Wetenschap
Eerste auteur Mato Lagator analyseert het fenotype van een monster van E coli mutanten. Krediet:IST Oostenrijk
Onze genen (ook bekend als het genotype) bepalen onze kenmerken (ook bekend als het fenotype). Evolutie werkt op veranderingen in het fenotype, die optreden wanneer mutaties het onderliggende genotype veranderen. Maar welke veranderingen in het fenotype door mutaties kunnen worden veroorzaakt, zijn niet onbeperkt - mieren kunnen niet plotseling een stam laten groeien of de grootte van een olifant worden. Onderzoekers van het Institute of Science and Technology Austria (IST Oostenrijk) ontdekten dat in een genregulerend systeem in de bacterie Escherichia coli, hoe meer componenten gemuteerd zijn, hoe vrijer het systeem kan evolueren. Dit is het resultaat van een studie gepubliceerd door een team onder leiding van Calin Guet, Jonathan Bolback, en eerste auteur Mato Lagator in eLife .
De effecten van mutaties bepalen hoe een systeem kan veranderen. Maar in een systeem van verschillende componenten dat genexpressie reguleert, wat gebeurt er als verschillende componenten worden gemuteerd? Heeft het systeem minder wijzigingsmogelijkheden, of meer? De onderzoekers bestudeerden deze vraag in een klein genregulatiesysteem in E. coli dat uit twee componenten bestaat:ten eerste, een transcriptiefactor, dat is een eiwit dat de snelheid van transcriptie van genetische informatie van DNA naar RNA regelt. Tweede, zijn bindingsplaats op het DNA, waar de transcriptiefactor bindt om de transcriptie te starten. In dit onderzoek, de wetenschappers keken naar wat er gebeurt als ze elk onderdeel op zichzelf muteren, en wanneer ze beide componenten tegelijkertijd muteren.

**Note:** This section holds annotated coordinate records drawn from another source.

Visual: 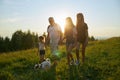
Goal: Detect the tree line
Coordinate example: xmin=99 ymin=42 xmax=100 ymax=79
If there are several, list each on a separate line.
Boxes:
xmin=0 ymin=30 xmax=38 ymax=53
xmin=0 ymin=30 xmax=96 ymax=53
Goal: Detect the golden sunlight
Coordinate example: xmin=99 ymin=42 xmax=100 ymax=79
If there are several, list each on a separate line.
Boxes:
xmin=55 ymin=13 xmax=69 ymax=33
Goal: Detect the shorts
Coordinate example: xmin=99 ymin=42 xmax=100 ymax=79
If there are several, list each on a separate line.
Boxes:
xmin=66 ymin=39 xmax=75 ymax=46
xmin=40 ymin=50 xmax=45 ymax=55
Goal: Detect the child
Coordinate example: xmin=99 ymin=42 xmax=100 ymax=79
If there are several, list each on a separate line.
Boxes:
xmin=38 ymin=36 xmax=45 ymax=63
xmin=76 ymin=13 xmax=88 ymax=64
xmin=64 ymin=17 xmax=77 ymax=65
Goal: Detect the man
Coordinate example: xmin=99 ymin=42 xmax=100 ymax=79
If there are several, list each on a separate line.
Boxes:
xmin=47 ymin=17 xmax=62 ymax=65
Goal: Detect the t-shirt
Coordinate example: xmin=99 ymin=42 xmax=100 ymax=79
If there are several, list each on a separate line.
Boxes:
xmin=65 ymin=27 xmax=77 ymax=43
xmin=77 ymin=23 xmax=88 ymax=42
xmin=47 ymin=24 xmax=61 ymax=43
xmin=38 ymin=42 xmax=45 ymax=50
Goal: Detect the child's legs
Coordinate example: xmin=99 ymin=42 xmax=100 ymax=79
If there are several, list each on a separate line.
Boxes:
xmin=76 ymin=42 xmax=80 ymax=61
xmin=82 ymin=43 xmax=86 ymax=63
xmin=50 ymin=42 xmax=58 ymax=55
xmin=40 ymin=50 xmax=45 ymax=62
xmin=66 ymin=44 xmax=73 ymax=64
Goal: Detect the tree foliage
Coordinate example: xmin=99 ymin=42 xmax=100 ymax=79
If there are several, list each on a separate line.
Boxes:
xmin=0 ymin=30 xmax=38 ymax=52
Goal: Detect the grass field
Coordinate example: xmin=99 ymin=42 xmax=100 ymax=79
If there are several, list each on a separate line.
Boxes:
xmin=0 ymin=37 xmax=120 ymax=80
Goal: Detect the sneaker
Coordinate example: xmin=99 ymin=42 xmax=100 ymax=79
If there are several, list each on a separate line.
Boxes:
xmin=75 ymin=60 xmax=80 ymax=65
xmin=70 ymin=59 xmax=75 ymax=65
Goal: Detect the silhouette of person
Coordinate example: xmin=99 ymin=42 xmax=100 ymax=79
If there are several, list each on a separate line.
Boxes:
xmin=76 ymin=13 xmax=88 ymax=64
xmin=64 ymin=17 xmax=77 ymax=65
xmin=47 ymin=17 xmax=62 ymax=64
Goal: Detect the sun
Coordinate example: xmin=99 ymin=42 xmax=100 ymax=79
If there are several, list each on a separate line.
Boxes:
xmin=55 ymin=13 xmax=68 ymax=33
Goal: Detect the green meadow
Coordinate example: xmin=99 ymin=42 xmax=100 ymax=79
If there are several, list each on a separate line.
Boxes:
xmin=0 ymin=37 xmax=120 ymax=80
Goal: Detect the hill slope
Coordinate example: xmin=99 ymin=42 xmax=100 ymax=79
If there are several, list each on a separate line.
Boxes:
xmin=0 ymin=37 xmax=120 ymax=80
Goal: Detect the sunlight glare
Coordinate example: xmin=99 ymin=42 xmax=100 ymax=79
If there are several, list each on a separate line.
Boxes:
xmin=55 ymin=13 xmax=68 ymax=33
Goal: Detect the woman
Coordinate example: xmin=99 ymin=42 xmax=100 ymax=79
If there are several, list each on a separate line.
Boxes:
xmin=76 ymin=13 xmax=88 ymax=64
xmin=64 ymin=17 xmax=77 ymax=65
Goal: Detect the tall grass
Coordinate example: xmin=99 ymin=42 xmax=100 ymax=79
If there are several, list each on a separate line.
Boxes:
xmin=0 ymin=38 xmax=120 ymax=80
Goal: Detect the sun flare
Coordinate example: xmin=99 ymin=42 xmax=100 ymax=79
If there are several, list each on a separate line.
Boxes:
xmin=55 ymin=13 xmax=68 ymax=33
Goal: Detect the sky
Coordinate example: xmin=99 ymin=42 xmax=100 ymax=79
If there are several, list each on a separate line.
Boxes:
xmin=0 ymin=0 xmax=120 ymax=38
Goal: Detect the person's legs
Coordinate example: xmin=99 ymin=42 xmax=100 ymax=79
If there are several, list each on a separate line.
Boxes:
xmin=82 ymin=43 xmax=86 ymax=63
xmin=76 ymin=42 xmax=80 ymax=62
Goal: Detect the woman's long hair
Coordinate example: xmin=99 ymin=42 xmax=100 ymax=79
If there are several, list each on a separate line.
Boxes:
xmin=64 ymin=17 xmax=74 ymax=36
xmin=76 ymin=13 xmax=85 ymax=28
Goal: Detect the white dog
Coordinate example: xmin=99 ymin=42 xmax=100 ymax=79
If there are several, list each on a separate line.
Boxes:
xmin=34 ymin=58 xmax=51 ymax=69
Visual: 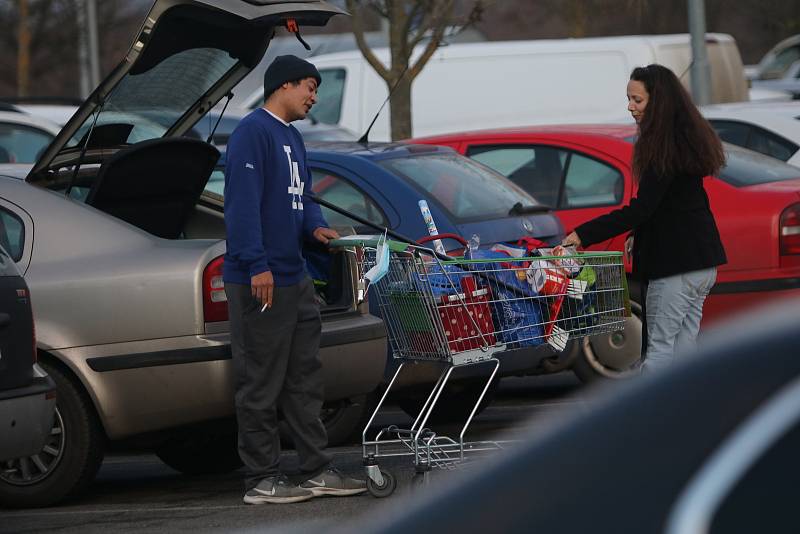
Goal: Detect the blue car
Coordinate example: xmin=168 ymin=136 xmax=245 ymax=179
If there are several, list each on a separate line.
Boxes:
xmin=206 ymin=142 xmax=568 ymax=418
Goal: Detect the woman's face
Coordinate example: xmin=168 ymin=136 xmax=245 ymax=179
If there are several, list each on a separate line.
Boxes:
xmin=628 ymin=80 xmax=650 ymax=124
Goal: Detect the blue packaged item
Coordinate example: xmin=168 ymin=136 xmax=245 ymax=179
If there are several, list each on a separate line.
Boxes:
xmin=416 ymin=263 xmax=470 ymax=302
xmin=472 ymin=250 xmax=546 ymax=348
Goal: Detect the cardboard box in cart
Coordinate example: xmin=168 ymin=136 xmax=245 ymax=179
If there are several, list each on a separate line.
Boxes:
xmin=282 ymin=33 xmax=748 ymax=141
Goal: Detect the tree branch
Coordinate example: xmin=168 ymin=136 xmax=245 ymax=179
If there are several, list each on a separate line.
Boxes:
xmin=347 ymin=0 xmax=389 ymax=80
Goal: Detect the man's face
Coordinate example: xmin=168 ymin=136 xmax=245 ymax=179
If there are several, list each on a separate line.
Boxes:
xmin=283 ymin=78 xmax=317 ymax=122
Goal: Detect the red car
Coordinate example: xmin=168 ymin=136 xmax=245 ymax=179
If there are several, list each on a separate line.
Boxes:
xmin=413 ymin=125 xmax=800 ymax=380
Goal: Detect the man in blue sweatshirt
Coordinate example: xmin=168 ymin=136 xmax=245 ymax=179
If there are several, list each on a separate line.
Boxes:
xmin=223 ymin=56 xmax=366 ymax=504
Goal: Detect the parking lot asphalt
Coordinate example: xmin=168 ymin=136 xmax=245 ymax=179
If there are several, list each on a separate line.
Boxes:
xmin=0 ymin=374 xmax=582 ymax=534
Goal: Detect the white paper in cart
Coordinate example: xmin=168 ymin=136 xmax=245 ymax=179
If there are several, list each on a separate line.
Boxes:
xmin=364 ymin=234 xmax=389 ymax=291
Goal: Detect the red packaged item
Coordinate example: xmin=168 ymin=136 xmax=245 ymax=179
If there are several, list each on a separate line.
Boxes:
xmin=438 ymin=276 xmax=495 ymax=352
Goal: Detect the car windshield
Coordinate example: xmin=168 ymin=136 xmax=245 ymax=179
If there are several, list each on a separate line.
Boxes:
xmin=380 ymin=154 xmax=539 ymax=222
xmin=67 ymin=48 xmax=236 ymax=147
xmin=719 ymin=144 xmax=800 ymax=187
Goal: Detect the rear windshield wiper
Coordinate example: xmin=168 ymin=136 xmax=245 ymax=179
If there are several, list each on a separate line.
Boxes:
xmin=508 ymin=202 xmax=553 ymax=215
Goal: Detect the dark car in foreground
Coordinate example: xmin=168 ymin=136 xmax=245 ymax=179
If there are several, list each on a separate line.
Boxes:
xmin=0 ymin=245 xmax=55 ymax=471
xmin=352 ymin=300 xmax=800 ymax=534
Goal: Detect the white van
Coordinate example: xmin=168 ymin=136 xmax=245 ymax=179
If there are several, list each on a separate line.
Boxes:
xmin=242 ymin=34 xmax=748 ymax=141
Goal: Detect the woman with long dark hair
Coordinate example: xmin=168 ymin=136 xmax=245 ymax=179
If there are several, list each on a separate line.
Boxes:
xmin=564 ymin=65 xmax=727 ymax=372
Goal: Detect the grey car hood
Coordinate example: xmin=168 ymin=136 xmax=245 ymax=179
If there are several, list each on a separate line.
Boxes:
xmin=27 ymin=0 xmax=345 ymax=183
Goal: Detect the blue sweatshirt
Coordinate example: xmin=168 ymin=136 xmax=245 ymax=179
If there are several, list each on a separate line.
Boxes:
xmin=222 ymin=109 xmax=328 ymax=286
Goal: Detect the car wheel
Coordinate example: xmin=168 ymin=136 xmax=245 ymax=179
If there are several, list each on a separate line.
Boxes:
xmin=320 ymin=394 xmax=376 ymax=446
xmin=397 ymin=377 xmax=500 ymax=423
xmin=0 ymin=362 xmax=105 ymax=507
xmin=572 ymin=301 xmax=642 ymax=383
xmin=155 ymin=431 xmax=242 ymax=475
xmin=280 ymin=394 xmax=376 ymax=447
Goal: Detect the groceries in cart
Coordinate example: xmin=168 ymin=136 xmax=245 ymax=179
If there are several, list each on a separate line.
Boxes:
xmin=333 ymin=235 xmax=629 ymax=497
xmin=334 ymin=236 xmax=627 ymax=359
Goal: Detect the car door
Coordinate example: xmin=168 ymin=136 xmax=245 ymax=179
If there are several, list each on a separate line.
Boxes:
xmin=465 ymin=141 xmax=632 ymax=255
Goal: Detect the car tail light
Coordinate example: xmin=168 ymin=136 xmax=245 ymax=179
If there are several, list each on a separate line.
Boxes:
xmin=25 ymin=290 xmax=39 ymax=363
xmin=203 ymin=256 xmax=228 ymax=323
xmin=780 ymin=204 xmax=800 ymax=256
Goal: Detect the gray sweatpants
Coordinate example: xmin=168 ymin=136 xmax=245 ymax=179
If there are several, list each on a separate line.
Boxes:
xmin=225 ymin=277 xmax=330 ymax=489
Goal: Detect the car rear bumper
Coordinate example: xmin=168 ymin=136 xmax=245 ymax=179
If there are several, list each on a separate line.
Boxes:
xmin=57 ymin=313 xmax=386 ymax=439
xmin=0 ymin=366 xmax=56 ymax=461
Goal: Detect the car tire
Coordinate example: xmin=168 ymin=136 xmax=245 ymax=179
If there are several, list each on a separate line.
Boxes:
xmin=0 ymin=362 xmax=105 ymax=508
xmin=321 ymin=394 xmax=377 ymax=446
xmin=280 ymin=393 xmax=377 ymax=447
xmin=572 ymin=301 xmax=642 ymax=384
xmin=155 ymin=430 xmax=242 ymax=475
xmin=397 ymin=376 xmax=500 ymax=424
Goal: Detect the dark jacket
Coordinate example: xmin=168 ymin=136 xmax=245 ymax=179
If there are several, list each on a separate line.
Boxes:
xmin=575 ymin=173 xmax=727 ymax=280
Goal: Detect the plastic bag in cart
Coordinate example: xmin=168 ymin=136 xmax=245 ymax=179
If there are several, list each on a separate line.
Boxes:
xmin=471 ymin=250 xmax=546 ymax=347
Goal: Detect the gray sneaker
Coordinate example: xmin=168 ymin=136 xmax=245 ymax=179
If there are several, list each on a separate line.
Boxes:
xmin=300 ymin=468 xmax=367 ymax=497
xmin=244 ymin=476 xmax=314 ymax=504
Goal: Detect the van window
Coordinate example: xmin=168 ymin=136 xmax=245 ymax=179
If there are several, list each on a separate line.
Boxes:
xmin=467 ymin=145 xmax=567 ymax=207
xmin=719 ymin=144 xmax=800 ymax=187
xmin=311 ymin=69 xmax=347 ymax=124
xmin=311 ymin=169 xmax=389 ymax=232
xmin=559 ymin=153 xmax=625 ymax=209
xmin=0 ymin=208 xmax=25 ymax=261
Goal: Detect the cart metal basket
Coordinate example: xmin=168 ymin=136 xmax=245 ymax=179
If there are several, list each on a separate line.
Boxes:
xmin=334 ymin=236 xmax=630 ymax=496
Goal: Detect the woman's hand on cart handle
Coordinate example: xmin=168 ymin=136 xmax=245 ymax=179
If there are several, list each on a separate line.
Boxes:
xmin=561 ymin=232 xmax=581 ymax=247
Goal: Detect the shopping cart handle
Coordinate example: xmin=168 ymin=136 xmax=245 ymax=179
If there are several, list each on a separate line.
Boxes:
xmin=417 ymin=232 xmax=467 ymax=247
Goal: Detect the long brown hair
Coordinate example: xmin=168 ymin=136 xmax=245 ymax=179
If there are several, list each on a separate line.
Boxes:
xmin=631 ymin=65 xmax=725 ymax=181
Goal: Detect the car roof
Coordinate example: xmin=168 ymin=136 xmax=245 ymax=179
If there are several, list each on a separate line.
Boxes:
xmin=700 ymin=101 xmax=800 ymax=119
xmin=306 ymin=141 xmax=454 ymax=160
xmin=0 ymin=163 xmax=33 ymax=180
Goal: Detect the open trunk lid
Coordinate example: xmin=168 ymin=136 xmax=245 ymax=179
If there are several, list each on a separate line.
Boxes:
xmin=26 ymin=0 xmax=345 ymax=183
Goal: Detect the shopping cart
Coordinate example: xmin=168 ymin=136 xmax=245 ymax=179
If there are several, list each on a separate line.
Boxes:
xmin=332 ymin=236 xmax=630 ymax=497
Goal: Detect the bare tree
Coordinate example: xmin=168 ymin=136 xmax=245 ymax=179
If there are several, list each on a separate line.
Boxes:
xmin=347 ymin=0 xmax=487 ymax=140
xmin=0 ymin=0 xmax=148 ymax=98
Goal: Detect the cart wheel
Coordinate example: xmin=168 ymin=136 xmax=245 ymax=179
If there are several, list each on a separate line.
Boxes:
xmin=367 ymin=469 xmax=397 ymax=498
xmin=411 ymin=471 xmax=431 ymax=488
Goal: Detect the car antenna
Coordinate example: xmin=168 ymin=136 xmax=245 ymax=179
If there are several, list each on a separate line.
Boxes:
xmin=357 ymin=63 xmax=408 ymax=146
xmin=64 ymin=93 xmax=108 ymax=198
xmin=206 ymin=91 xmax=233 ymax=145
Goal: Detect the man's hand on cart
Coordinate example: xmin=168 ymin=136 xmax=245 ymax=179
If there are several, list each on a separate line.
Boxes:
xmin=314 ymin=226 xmax=339 ymax=245
xmin=250 ymin=271 xmax=275 ymax=312
xmin=561 ymin=232 xmax=581 ymax=247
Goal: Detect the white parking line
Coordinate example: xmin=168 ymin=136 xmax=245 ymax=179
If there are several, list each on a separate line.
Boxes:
xmin=3 ymin=504 xmax=244 ymax=518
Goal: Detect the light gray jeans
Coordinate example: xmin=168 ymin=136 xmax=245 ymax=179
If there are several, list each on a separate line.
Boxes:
xmin=642 ymin=267 xmax=717 ymax=373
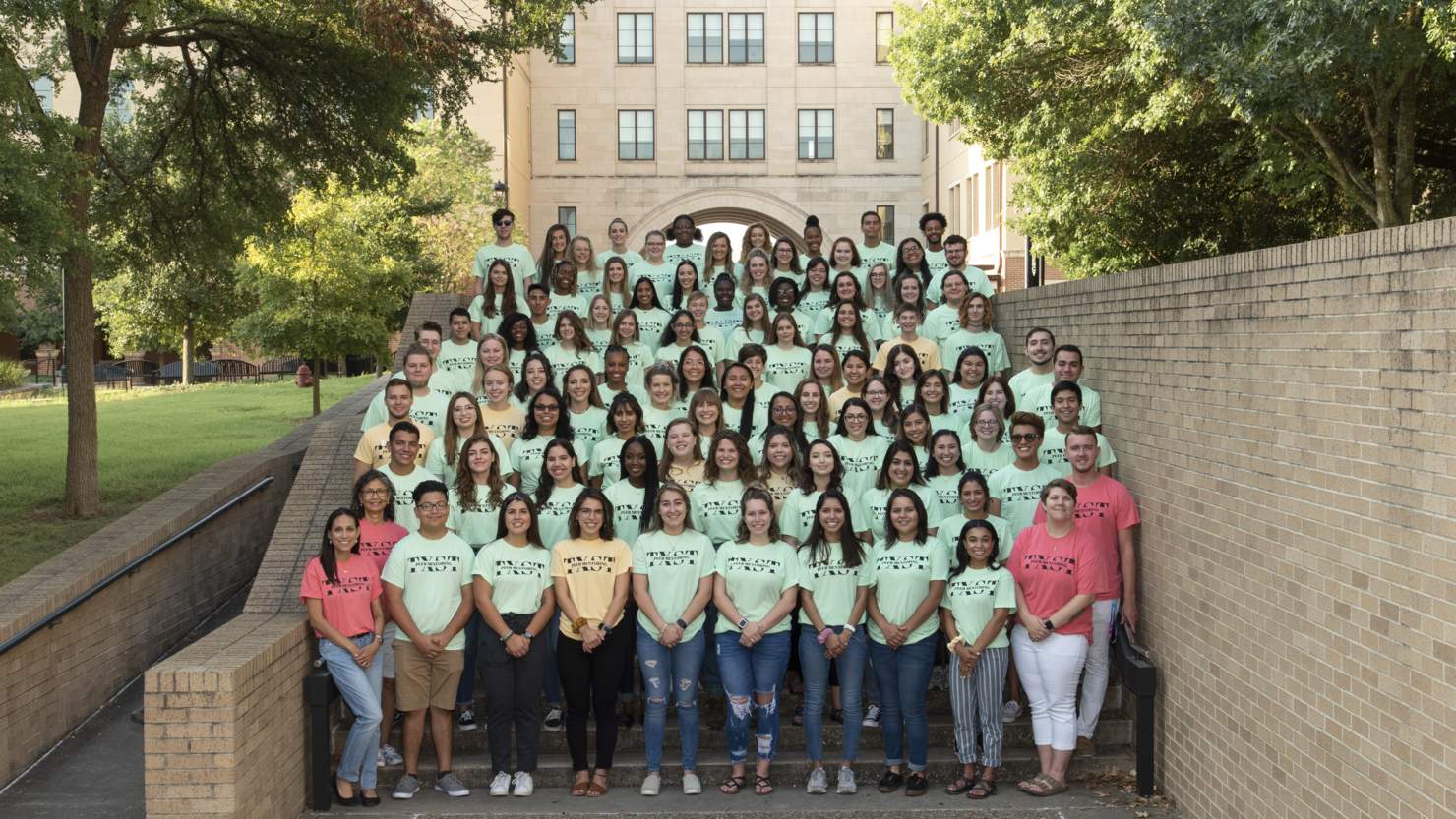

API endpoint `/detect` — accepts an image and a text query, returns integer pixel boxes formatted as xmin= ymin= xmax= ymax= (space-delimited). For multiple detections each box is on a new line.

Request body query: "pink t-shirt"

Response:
xmin=1006 ymin=524 xmax=1102 ymax=641
xmin=360 ymin=521 xmax=409 ymax=571
xmin=298 ymin=555 xmax=385 ymax=637
xmin=1032 ymin=474 xmax=1141 ymax=600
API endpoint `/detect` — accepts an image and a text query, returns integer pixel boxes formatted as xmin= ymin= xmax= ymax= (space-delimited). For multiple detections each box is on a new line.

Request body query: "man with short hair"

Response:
xmin=380 ymin=480 xmax=474 ymax=798
xmin=856 ymin=211 xmax=895 ymax=273
xmin=379 ymin=421 xmax=437 ymax=532
xmin=470 ymin=208 xmax=536 ymax=295
xmin=436 ymin=307 xmax=477 ymax=394
xmin=874 ymin=303 xmax=940 ymax=373
xmin=920 ymin=211 xmax=946 ymax=276
xmin=1035 ymin=425 xmax=1140 ymax=756
xmin=925 ymin=234 xmax=996 ymax=301
xmin=1016 ymin=345 xmax=1102 ymax=432
xmin=354 ymin=379 xmax=436 ymax=480
xmin=1041 ymin=381 xmax=1117 ymax=477
xmin=1010 ymin=327 xmax=1057 ymax=407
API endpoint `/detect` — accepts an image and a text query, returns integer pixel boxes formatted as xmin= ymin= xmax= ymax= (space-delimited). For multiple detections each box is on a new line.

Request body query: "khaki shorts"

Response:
xmin=394 ymin=640 xmax=464 ymax=712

Enigszins contra-intuïtief, ze ontdekten dat de evolutie van het systeem minder beperkt is wanneer meer componenten worden gemuteerd. "In schril contrast met wat ik aannam voordat ik de experimenten uitvoerde, als we verschillende componenten muteren, het systeem kan vrijer evolueren. Dit kwam als een behoorlijke verrassing voor mij!" zegt eerste auteur Mato Lagator. Het team heeft vervolgens gekeken waarom het systeem in meer richtingen kan evolueren in vergelijking met de afzonderlijke componenten.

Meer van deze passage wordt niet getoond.